Welcome to European Tribune. It's gone a bit quiet around here these days, but it's still going.
France has been run by socialists from 1981 to now, so I can squarely lay the blame for the state of affairs on the doorstop of the French super-cynical form of socialism, while it's obviously correct that the so-called socialist party has not been in power the last 5 years. Chirac has been conservative only by name since his election in 1995. He has kept in place the socialist state of affairs and done vitually nothing to liberalise the economy, even stating that liberalism is a dangerous ideology. It has indeed been embarrassing to watch a so-called conservative government do nothing for 5 years. My big question is if Sarkozy will do what's needed, free of Chirac's limitations, or if he will continue towards the economic disaster. With Sarkozy's obvious taste for power and somehow limited statements on economic conditions, I am far from convinced he's the right man. What I am convinced about is the Royal's tax and spend policy will just accelerate the decline. In the case where Sarkozy is not implementing the needed changes, an acceleration into decline might be preferrable, as a quicker bankruptcy might mean a quicker tidying up.

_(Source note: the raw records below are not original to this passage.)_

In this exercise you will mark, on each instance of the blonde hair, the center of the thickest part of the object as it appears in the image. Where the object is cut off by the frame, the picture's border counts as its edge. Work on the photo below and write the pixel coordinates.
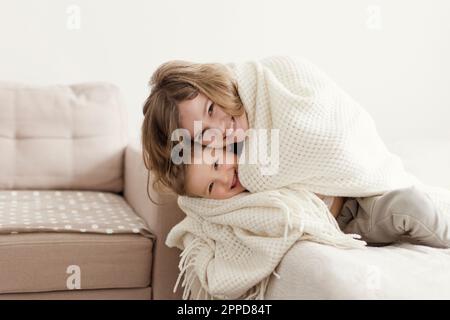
(172, 83)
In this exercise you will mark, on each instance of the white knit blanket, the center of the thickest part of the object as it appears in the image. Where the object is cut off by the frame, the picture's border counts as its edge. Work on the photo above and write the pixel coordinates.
(328, 144)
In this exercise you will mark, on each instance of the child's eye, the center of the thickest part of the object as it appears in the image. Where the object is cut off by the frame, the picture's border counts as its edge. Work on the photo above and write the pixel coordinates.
(210, 187)
(211, 108)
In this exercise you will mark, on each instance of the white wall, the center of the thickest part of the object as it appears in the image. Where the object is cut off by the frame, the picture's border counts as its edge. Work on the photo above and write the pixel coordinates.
(392, 56)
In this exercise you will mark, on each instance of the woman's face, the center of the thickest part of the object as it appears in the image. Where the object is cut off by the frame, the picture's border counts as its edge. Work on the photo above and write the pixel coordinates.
(217, 127)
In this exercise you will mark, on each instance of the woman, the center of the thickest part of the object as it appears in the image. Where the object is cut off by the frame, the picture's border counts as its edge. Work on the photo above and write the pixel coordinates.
(317, 121)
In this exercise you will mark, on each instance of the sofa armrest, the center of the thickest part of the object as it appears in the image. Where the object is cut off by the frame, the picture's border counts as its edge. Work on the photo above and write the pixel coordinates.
(159, 218)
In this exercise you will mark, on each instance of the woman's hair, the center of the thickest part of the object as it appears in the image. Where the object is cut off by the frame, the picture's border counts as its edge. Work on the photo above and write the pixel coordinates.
(172, 83)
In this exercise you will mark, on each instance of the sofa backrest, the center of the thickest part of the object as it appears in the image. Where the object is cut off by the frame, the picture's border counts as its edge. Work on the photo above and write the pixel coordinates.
(62, 137)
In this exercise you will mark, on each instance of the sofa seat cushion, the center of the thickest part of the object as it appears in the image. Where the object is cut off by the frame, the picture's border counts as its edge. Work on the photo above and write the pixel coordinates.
(62, 136)
(67, 211)
(45, 262)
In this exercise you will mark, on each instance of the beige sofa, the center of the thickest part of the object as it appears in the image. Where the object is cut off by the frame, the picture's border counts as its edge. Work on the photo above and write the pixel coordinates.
(66, 159)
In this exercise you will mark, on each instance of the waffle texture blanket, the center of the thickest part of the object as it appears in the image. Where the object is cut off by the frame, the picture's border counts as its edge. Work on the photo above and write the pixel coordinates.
(327, 144)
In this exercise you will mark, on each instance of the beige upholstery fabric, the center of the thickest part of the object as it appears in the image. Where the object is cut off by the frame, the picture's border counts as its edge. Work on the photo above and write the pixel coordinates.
(160, 219)
(109, 294)
(67, 211)
(62, 137)
(40, 262)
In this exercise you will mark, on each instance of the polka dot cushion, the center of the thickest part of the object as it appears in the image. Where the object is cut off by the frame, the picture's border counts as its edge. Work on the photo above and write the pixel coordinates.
(67, 211)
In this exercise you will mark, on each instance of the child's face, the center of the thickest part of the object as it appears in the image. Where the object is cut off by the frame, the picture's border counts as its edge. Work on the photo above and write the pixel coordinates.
(220, 128)
(215, 176)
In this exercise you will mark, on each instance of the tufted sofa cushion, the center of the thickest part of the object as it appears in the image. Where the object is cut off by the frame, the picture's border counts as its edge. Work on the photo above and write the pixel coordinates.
(62, 137)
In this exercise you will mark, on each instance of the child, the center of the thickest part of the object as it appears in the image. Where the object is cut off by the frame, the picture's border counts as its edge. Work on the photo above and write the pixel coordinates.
(403, 214)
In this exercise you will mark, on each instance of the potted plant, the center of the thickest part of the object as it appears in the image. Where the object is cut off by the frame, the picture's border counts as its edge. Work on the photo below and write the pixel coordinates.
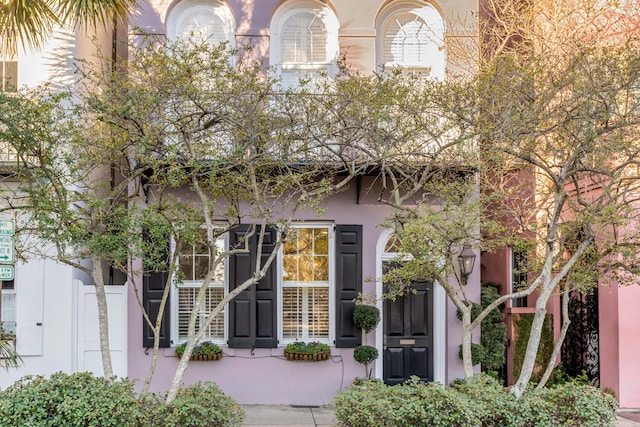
(366, 354)
(312, 351)
(205, 350)
(367, 318)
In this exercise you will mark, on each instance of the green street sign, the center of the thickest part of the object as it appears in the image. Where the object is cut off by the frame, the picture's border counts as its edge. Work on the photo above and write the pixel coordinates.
(6, 272)
(7, 227)
(7, 253)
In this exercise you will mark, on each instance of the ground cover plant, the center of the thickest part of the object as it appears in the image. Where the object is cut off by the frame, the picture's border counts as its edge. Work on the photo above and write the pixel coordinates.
(477, 401)
(80, 399)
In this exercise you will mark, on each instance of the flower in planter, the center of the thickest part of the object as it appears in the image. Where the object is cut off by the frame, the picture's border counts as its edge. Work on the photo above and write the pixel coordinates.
(205, 350)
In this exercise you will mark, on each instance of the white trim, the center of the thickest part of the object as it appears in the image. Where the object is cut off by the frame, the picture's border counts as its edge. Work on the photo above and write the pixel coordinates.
(439, 316)
(332, 26)
(432, 17)
(331, 283)
(174, 306)
(185, 7)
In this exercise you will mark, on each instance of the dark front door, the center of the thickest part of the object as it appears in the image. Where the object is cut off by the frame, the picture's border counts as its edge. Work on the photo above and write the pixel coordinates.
(408, 342)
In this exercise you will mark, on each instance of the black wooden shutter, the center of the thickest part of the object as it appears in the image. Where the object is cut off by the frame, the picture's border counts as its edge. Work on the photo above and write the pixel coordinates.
(153, 283)
(348, 283)
(253, 312)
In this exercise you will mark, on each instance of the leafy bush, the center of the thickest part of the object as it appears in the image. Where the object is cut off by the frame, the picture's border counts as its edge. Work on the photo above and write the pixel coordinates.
(306, 348)
(477, 401)
(365, 354)
(366, 317)
(78, 399)
(204, 348)
(487, 399)
(413, 403)
(490, 352)
(199, 405)
(581, 405)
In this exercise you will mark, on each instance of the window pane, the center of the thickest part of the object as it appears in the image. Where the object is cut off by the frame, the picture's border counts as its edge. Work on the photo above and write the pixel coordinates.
(186, 266)
(291, 314)
(186, 304)
(290, 267)
(305, 241)
(321, 241)
(305, 271)
(319, 313)
(201, 267)
(304, 39)
(8, 75)
(305, 313)
(8, 320)
(321, 268)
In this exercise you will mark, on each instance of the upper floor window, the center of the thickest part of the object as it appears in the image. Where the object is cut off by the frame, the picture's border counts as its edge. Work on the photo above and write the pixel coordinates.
(306, 283)
(193, 265)
(9, 70)
(8, 309)
(519, 275)
(304, 42)
(200, 21)
(411, 35)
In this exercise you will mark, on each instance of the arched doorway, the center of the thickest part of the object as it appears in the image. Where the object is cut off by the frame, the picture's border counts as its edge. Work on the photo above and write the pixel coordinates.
(411, 338)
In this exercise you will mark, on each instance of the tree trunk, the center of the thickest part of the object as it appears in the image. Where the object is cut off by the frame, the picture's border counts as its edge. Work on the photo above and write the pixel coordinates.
(558, 346)
(103, 318)
(156, 336)
(534, 342)
(467, 336)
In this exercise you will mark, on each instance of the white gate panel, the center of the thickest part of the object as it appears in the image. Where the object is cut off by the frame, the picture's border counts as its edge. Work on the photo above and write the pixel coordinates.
(89, 355)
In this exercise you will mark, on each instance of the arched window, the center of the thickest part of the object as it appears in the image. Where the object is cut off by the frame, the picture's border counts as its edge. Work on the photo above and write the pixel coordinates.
(304, 41)
(201, 20)
(411, 35)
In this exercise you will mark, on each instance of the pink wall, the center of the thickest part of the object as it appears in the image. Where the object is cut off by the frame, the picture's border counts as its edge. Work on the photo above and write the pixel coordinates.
(265, 376)
(609, 338)
(619, 343)
(629, 345)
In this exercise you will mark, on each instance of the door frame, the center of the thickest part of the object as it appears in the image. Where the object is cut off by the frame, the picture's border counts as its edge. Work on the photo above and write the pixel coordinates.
(439, 316)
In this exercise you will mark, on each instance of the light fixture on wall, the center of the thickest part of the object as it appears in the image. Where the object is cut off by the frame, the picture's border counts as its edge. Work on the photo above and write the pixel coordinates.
(466, 261)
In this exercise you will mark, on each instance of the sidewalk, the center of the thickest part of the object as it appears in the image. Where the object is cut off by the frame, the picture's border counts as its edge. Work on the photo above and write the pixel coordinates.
(628, 417)
(285, 415)
(323, 416)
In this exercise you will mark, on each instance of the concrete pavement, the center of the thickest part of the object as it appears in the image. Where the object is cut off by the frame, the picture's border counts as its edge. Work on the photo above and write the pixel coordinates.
(286, 415)
(323, 416)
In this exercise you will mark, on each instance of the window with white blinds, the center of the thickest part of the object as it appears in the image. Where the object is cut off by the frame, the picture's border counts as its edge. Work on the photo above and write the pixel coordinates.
(8, 310)
(306, 279)
(8, 75)
(412, 38)
(200, 21)
(193, 267)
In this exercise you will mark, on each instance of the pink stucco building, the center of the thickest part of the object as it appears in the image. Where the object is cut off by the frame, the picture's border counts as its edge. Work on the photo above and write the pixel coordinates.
(301, 38)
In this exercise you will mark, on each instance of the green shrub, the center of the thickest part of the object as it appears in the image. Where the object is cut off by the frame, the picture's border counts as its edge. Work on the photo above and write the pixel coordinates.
(78, 399)
(371, 403)
(306, 348)
(477, 401)
(366, 317)
(199, 405)
(487, 399)
(532, 410)
(365, 354)
(581, 405)
(204, 348)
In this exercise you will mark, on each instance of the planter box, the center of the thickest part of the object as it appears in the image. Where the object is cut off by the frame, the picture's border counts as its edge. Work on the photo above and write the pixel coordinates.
(215, 356)
(315, 357)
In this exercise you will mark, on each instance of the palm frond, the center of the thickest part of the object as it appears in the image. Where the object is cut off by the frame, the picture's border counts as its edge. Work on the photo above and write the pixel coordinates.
(28, 21)
(94, 12)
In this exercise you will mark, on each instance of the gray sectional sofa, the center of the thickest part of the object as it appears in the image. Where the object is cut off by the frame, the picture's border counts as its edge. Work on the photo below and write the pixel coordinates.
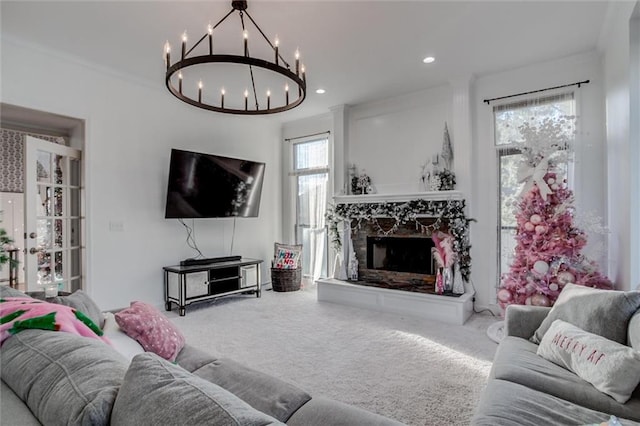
(60, 378)
(526, 389)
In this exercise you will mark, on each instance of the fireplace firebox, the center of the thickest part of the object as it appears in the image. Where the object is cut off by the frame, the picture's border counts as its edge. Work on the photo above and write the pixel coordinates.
(400, 254)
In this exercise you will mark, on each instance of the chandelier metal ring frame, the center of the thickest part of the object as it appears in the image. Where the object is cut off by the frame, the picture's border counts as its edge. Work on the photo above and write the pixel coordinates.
(297, 77)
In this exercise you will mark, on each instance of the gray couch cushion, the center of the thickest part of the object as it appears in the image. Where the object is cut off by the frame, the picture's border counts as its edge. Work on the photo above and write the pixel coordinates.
(523, 320)
(510, 404)
(602, 312)
(157, 392)
(63, 378)
(634, 331)
(79, 300)
(6, 291)
(325, 412)
(266, 393)
(12, 410)
(516, 361)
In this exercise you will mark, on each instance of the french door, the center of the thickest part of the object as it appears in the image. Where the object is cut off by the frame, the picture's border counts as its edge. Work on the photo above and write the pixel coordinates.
(53, 249)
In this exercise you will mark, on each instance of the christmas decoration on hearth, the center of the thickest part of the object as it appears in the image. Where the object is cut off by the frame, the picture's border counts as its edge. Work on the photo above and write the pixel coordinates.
(548, 244)
(360, 182)
(445, 258)
(6, 243)
(447, 149)
(447, 214)
(437, 174)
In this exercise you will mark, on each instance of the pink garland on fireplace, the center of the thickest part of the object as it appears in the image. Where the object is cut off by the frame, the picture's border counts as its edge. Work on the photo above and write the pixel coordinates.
(443, 250)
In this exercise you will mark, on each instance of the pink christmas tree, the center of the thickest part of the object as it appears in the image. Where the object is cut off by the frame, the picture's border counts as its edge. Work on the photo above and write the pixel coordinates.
(548, 245)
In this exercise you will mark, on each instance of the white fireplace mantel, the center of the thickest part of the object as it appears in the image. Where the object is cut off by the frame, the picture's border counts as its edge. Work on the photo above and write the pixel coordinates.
(398, 198)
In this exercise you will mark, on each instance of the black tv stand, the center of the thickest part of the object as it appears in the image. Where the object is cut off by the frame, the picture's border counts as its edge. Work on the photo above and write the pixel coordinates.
(209, 260)
(184, 285)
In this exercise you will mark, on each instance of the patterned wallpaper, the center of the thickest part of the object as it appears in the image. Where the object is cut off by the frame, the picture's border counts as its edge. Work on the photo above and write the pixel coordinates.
(12, 158)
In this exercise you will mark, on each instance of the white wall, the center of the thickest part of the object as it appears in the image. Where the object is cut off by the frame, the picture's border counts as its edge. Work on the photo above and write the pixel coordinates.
(393, 138)
(130, 130)
(590, 175)
(623, 151)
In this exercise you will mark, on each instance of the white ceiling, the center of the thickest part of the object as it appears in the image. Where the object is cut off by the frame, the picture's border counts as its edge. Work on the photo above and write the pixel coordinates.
(357, 50)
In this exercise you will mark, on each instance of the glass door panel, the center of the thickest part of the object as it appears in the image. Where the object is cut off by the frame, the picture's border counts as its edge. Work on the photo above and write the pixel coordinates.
(52, 216)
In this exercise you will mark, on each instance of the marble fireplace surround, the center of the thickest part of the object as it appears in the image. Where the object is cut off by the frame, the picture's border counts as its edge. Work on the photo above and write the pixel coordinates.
(454, 310)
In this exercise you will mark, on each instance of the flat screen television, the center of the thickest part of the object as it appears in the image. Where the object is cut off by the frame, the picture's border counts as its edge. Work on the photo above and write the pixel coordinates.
(206, 185)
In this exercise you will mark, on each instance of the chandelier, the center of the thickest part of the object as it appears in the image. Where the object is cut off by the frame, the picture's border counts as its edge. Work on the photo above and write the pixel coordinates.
(214, 75)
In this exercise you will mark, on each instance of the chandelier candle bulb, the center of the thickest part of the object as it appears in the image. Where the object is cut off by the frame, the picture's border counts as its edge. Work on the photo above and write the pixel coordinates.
(167, 52)
(184, 43)
(210, 31)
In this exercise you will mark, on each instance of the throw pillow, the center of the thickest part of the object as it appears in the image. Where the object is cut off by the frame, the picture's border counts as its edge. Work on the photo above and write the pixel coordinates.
(610, 367)
(287, 256)
(64, 379)
(155, 391)
(122, 343)
(81, 301)
(6, 291)
(602, 312)
(151, 329)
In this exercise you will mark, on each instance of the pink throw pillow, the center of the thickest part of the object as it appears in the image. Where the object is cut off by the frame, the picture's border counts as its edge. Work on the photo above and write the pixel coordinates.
(151, 329)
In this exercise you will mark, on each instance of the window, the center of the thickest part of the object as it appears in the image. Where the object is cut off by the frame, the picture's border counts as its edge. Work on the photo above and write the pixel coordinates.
(311, 184)
(507, 120)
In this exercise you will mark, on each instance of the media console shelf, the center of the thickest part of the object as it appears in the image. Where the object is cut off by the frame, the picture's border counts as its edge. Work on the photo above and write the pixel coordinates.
(184, 285)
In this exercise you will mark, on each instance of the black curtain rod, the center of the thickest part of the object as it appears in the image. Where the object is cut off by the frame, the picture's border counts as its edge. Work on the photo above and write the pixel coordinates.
(579, 83)
(308, 136)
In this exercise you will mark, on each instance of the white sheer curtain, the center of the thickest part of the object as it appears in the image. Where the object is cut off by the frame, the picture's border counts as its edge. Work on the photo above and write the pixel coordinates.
(311, 174)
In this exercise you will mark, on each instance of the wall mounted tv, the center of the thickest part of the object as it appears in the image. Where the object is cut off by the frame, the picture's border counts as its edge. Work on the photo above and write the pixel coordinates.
(207, 185)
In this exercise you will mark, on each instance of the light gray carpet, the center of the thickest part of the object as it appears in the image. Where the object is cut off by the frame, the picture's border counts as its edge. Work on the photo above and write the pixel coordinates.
(415, 371)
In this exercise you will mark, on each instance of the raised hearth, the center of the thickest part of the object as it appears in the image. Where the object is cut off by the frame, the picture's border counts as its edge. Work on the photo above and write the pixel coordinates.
(452, 310)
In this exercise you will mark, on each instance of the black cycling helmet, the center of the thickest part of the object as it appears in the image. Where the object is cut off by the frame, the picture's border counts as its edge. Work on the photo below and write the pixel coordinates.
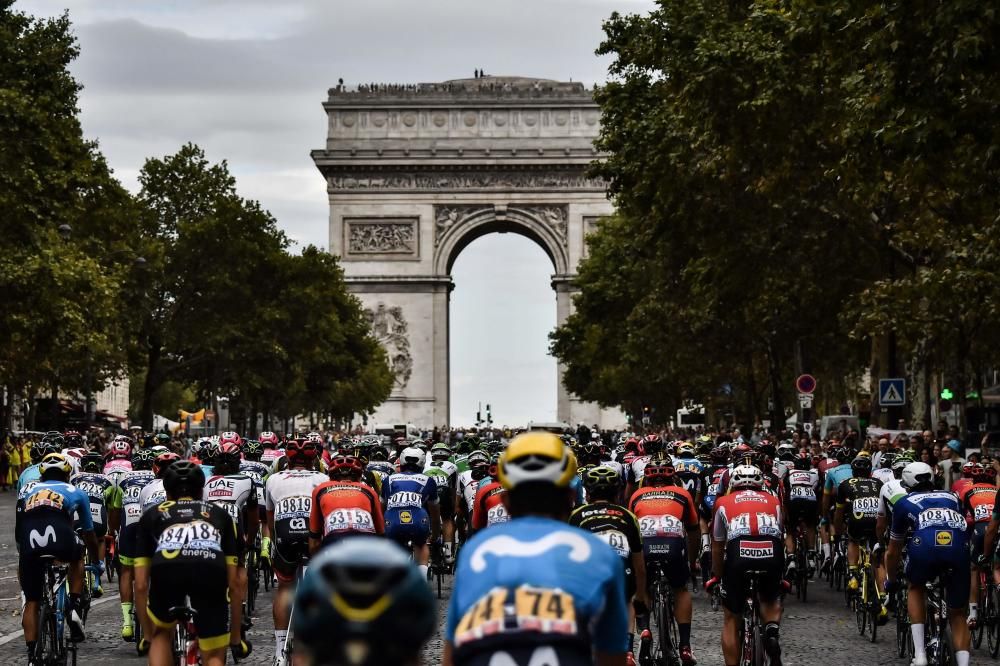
(361, 590)
(602, 482)
(184, 478)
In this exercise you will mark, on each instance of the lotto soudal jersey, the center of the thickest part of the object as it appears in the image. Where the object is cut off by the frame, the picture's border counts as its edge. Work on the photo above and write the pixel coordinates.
(100, 489)
(188, 533)
(664, 511)
(289, 495)
(127, 498)
(233, 492)
(340, 508)
(747, 513)
(802, 485)
(859, 499)
(613, 524)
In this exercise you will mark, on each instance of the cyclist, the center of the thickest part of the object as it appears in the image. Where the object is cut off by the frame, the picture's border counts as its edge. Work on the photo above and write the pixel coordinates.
(930, 524)
(668, 521)
(101, 492)
(412, 510)
(343, 505)
(619, 528)
(362, 610)
(856, 516)
(534, 589)
(44, 526)
(288, 497)
(127, 510)
(747, 536)
(445, 475)
(978, 501)
(187, 551)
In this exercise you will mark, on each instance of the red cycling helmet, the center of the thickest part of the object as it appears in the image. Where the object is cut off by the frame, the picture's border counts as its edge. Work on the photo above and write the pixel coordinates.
(348, 467)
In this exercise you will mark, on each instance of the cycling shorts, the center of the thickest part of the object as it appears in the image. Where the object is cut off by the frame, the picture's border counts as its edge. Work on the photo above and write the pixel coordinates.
(407, 526)
(56, 540)
(764, 555)
(925, 562)
(669, 553)
(128, 545)
(171, 582)
(287, 557)
(804, 511)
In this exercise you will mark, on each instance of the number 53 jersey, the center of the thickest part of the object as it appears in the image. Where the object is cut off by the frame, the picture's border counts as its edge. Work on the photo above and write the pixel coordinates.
(532, 583)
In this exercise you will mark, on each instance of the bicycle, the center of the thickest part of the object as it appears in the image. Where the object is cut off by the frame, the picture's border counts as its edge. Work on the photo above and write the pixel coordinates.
(53, 648)
(867, 604)
(940, 650)
(663, 619)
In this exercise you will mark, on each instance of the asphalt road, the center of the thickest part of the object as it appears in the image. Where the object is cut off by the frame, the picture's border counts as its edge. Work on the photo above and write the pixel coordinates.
(818, 633)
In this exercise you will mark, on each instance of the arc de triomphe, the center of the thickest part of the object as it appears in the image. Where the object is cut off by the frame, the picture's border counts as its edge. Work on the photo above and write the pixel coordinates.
(416, 173)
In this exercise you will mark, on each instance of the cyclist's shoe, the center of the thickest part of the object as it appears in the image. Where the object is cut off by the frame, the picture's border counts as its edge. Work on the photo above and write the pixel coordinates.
(76, 631)
(645, 648)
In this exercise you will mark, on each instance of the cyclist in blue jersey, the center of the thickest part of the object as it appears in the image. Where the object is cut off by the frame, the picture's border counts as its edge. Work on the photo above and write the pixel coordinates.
(412, 511)
(44, 526)
(932, 527)
(534, 589)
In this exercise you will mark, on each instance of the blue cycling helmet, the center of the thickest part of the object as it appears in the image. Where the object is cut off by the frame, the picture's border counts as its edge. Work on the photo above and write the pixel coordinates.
(362, 590)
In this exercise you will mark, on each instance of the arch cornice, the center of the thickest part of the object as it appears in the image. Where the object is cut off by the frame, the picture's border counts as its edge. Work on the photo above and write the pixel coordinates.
(458, 225)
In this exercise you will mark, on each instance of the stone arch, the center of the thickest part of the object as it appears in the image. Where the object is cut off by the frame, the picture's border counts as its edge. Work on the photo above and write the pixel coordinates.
(457, 227)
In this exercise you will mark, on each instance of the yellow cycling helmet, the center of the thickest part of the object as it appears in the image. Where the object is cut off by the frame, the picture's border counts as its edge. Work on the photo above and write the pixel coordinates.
(536, 456)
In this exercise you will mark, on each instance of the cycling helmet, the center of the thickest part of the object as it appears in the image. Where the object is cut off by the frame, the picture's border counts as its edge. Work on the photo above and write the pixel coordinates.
(163, 461)
(228, 458)
(746, 477)
(861, 467)
(803, 461)
(361, 590)
(252, 449)
(917, 475)
(43, 448)
(184, 478)
(142, 459)
(301, 451)
(93, 462)
(345, 467)
(412, 458)
(602, 481)
(658, 471)
(55, 465)
(440, 451)
(536, 457)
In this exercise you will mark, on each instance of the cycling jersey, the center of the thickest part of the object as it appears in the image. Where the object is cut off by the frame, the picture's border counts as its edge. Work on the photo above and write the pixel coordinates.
(340, 508)
(487, 507)
(288, 495)
(101, 491)
(858, 497)
(934, 529)
(407, 496)
(187, 545)
(43, 525)
(536, 584)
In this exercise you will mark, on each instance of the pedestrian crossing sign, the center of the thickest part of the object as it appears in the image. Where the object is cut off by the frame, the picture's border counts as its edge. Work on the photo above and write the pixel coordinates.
(892, 392)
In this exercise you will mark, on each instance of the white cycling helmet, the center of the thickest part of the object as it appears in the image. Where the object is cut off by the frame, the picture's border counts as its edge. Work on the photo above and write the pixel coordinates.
(746, 477)
(411, 456)
(917, 473)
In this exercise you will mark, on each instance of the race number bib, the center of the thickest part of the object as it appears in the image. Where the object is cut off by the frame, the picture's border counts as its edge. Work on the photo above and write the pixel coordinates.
(538, 610)
(348, 520)
(661, 526)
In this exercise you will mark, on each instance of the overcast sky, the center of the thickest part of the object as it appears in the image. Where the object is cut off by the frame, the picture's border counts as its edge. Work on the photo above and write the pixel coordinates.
(245, 80)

About starting and running a business, it is essentially beneficial for France if people do it successfully. Adapting the situation to allow them to function better should cost absolutely nothing for the state.

Allowing workers who currently can get only the occasional CDD to work on a CDI with less job protection instead of staying on the dole or RMI should also be beneficial. Except that those on CDIs would fear that their CDI also got less secure. Only in France have I seen such obsession with job security, btw. There are significant savings to be had on the social budget if unemployment got down.